Four climate activists who blocked roads and caused traffic congestion in London face a possible retrial after a jury failed to reach verdicts.
Mary Adams, 69, Judith Bruce, 84, Lucy Crawford, 53, and Michael Brown, 52, helped block traffic between Bishopsgate and Wormwood Street on 25 October 2021.
Thousands of people on buses were held up as a result of the Insulate Britain protest, Inner London crown court was told.
Adams, Brown, Crawford and Bruce all denied causing a public nuisance, a common law offence that carries a maximum sentence of life imprisonment.
Judge Reid had ruled that the defendants could not refer to the climate crisis as their motivation for blocking the road in their defence. Discharging the jury from reaching a verdict on Thursday, he said: “We don’t make juries go on forever until they reach a verdict.”
Three jurors had to be discharged after they tested positive for Covid, so all nine remaining jurors were required to reach a unanimous verdict.
“With three people down it was nine or nothing,” said Reid.
This week 23 people, including medics, Quakers, a retired detective sergeant, two teachers, a lawyer and Church of England priests risked arrest outside court by holding signs telling jurors they had the right to acquit based on their conscience.
One of them was Simon Bramwell, 50, who was one of five Just Stop Oil activists fined £175 each in February for gluing themselves to the frame of a copy of Leonardo Da Vinci’s The Last Supper painting at the Royal Academy on 5 July.
Referring on Friday to the protests outside court, Reid said: “The jury system only works when jurors are able to do their work without being interfered with by other people.”
Giving evidence, Adams, a charity worker from Australia, told jurors: “I have always been a law-abiding citizen until my recent involvement with climate protesting, particularly Insulate Britain, although I was shocked at the level of criminality attached to the serious offence of public nuisance.”
Adams told the court she “developed a love for the wilderness” in rural Australia. “My upbringing was one of very strong respect for law, fairness and justice. They are the values I have carried with me my whole life. They are my north star. My dad would be shocked to see me standing in the dock today.”
Adams said: “Disrupting people’s lives is the hardest part of any action. It is harder than the prospect of arrest or the possibility of imprisonment even. Some degree of disruption seems to be needed. I wish it wasn’t like that.
“I sincerely apologise for this. To engage in action like this I had to dig very deep into myself. My intention was not to cause really significant disruption to the public. It was to create disruption, and enough drama to attract the media.”
Adams said she received training before taking part in the action. “It is about empathising with people who are going to be disrupted in some way. When you are under pressure and nervous it is very easy to react instinctively. We did a lot of training not to do that. We want the government to honour its own commitments that it made. [The protest] was designed to be brief, dramatic and effective. None of us wanted to create disruption to the public.”

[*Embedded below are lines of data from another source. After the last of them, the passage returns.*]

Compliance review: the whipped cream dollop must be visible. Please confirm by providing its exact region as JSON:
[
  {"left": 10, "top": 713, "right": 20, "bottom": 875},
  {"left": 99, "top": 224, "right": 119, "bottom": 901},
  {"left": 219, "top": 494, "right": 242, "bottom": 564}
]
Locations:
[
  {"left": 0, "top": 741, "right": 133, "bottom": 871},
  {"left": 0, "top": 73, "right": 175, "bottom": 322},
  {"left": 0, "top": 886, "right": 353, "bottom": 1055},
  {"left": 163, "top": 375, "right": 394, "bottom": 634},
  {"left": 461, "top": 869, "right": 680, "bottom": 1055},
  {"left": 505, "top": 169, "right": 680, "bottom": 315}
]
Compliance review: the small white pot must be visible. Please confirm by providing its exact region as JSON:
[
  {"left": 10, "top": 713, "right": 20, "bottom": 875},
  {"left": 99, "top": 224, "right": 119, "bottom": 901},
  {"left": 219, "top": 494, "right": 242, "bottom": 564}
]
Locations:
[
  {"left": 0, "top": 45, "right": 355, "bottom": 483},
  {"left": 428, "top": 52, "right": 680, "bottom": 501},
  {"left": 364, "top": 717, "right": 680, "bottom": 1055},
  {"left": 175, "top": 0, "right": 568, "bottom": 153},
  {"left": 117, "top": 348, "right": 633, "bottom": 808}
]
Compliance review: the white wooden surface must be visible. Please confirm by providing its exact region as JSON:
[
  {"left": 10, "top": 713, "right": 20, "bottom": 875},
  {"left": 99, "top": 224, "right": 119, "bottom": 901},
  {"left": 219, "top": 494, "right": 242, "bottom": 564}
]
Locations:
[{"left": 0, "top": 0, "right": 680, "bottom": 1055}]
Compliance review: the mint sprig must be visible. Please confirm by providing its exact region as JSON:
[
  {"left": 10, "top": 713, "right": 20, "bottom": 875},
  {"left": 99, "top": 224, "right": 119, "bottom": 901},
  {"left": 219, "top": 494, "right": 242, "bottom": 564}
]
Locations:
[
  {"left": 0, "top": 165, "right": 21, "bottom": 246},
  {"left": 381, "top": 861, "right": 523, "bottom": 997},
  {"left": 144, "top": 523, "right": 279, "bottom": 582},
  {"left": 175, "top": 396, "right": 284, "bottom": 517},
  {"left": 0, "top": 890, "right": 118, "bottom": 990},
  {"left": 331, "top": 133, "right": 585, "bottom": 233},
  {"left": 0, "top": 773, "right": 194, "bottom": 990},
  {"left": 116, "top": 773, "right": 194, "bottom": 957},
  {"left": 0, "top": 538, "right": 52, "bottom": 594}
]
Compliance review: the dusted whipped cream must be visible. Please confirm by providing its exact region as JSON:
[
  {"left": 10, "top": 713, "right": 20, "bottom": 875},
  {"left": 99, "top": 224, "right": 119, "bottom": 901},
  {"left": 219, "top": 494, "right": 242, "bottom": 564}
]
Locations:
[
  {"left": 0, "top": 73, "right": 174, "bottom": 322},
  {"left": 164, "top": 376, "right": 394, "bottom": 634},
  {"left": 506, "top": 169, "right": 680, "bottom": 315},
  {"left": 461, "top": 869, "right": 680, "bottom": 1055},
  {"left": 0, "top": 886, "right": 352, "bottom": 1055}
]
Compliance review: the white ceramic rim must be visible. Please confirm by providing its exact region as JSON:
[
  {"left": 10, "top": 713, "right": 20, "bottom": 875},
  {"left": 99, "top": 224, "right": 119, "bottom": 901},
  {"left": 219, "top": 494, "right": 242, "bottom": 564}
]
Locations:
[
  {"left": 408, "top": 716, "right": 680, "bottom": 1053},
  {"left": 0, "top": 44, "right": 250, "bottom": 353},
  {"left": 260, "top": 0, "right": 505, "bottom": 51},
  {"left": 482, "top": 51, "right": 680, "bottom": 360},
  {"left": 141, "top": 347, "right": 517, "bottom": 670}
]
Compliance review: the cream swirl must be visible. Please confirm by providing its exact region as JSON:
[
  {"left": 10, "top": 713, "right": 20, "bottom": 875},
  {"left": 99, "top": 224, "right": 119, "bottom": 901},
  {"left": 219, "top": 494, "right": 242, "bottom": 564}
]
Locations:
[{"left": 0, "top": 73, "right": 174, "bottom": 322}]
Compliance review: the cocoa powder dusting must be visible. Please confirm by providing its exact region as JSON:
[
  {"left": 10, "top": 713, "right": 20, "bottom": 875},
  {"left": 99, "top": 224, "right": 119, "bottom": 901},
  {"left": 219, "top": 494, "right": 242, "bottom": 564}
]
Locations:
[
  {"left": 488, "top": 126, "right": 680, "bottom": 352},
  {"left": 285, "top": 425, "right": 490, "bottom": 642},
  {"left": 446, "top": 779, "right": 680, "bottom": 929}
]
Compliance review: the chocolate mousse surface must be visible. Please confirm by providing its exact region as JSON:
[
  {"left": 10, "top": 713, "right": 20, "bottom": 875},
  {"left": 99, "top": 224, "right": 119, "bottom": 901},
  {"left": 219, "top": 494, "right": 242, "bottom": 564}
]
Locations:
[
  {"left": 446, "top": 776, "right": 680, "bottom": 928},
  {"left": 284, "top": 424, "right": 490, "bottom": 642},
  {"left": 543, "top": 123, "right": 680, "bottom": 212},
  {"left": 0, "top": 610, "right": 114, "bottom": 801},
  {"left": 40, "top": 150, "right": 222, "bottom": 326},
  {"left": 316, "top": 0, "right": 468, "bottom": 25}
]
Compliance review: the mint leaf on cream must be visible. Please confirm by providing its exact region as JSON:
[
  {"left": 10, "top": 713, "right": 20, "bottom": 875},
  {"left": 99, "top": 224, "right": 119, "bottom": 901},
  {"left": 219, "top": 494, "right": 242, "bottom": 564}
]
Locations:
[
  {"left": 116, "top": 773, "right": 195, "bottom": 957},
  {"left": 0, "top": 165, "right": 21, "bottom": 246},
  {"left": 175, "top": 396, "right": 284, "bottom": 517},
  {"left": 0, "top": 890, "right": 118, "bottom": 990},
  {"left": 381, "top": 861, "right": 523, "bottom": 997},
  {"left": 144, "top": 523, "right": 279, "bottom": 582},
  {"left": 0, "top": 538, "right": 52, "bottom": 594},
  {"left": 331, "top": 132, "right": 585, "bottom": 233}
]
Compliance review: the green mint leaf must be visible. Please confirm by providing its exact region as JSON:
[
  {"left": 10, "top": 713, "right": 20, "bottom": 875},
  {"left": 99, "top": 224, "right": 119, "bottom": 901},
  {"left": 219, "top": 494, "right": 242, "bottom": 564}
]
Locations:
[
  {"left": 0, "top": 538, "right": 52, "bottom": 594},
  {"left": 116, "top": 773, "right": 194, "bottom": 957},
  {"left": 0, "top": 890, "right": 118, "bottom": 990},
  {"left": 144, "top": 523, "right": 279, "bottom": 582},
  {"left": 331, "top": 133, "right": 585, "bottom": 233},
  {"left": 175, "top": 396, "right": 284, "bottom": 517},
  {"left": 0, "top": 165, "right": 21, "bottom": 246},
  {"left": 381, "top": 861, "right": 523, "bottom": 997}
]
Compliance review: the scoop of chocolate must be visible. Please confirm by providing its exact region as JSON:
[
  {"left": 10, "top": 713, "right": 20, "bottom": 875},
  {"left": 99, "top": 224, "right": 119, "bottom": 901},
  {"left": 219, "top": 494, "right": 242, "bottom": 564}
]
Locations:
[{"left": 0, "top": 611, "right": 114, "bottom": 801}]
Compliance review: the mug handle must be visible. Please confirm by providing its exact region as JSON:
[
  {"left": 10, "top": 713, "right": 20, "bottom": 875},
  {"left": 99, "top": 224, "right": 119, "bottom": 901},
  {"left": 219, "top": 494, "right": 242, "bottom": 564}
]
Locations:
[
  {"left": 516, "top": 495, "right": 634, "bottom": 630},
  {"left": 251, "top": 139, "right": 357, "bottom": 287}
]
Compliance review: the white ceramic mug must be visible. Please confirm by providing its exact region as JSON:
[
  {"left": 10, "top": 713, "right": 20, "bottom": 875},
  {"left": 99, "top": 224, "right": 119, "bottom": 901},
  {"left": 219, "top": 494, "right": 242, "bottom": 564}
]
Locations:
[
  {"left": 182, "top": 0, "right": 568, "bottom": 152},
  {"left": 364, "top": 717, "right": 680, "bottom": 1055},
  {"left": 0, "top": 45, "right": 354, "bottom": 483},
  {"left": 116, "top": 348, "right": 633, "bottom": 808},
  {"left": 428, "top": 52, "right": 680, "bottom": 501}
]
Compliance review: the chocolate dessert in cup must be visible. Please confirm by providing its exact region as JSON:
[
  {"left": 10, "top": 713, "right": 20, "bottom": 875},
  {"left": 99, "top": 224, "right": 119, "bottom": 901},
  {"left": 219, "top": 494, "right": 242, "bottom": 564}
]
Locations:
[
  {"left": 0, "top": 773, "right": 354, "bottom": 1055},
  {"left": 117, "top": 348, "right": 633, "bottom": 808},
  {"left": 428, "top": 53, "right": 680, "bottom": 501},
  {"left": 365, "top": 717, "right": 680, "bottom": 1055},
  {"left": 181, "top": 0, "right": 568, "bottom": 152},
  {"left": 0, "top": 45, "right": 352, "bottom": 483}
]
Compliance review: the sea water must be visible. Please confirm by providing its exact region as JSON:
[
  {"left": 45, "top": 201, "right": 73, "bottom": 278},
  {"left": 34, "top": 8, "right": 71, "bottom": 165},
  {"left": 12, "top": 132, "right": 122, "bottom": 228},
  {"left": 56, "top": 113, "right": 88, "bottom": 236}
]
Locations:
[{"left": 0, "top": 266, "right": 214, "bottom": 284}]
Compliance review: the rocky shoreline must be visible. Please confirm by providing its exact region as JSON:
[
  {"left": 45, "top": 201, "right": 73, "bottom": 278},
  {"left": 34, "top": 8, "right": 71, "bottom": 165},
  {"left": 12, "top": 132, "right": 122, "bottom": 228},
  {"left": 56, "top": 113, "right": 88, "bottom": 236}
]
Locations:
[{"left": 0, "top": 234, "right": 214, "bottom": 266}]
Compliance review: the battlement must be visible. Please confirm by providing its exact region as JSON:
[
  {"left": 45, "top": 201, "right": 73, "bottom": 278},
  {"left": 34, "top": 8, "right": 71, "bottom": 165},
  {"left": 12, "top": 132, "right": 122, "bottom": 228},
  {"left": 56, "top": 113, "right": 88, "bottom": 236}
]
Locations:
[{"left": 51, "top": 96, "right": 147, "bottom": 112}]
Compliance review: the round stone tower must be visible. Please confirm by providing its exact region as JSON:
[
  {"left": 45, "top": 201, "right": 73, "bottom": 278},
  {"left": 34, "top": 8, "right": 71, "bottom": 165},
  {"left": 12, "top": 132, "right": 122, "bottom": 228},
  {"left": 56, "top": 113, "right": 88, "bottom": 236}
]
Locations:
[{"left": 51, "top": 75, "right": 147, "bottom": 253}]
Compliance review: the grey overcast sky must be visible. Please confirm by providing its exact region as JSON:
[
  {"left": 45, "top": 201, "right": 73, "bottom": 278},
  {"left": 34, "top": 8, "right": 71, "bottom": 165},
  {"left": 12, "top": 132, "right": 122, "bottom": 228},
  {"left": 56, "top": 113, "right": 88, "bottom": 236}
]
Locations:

Adams said she was surprised by how long it took the police to deal with the protesters.
David Matthew, prosecuting, asked: “It seems that you were waiting for the police to come. Doesn’t that mean the decision is with the police?”
Adams replied: “I expected that the police could be there very quickly. At that time of year the police were aware that Insulate Britain were doing protests in the run-up to Cop26.”
Adams, of Greenwich, south-east London; Brown, of Hackney, east London; Crawford, of Cambridge; and Bruce, of Swansea, all denied causing a public nuisance.
The prosecution will announce whether there will be a retrial on 14 June. The judge said they might have to wait until next February for any such trial to take place.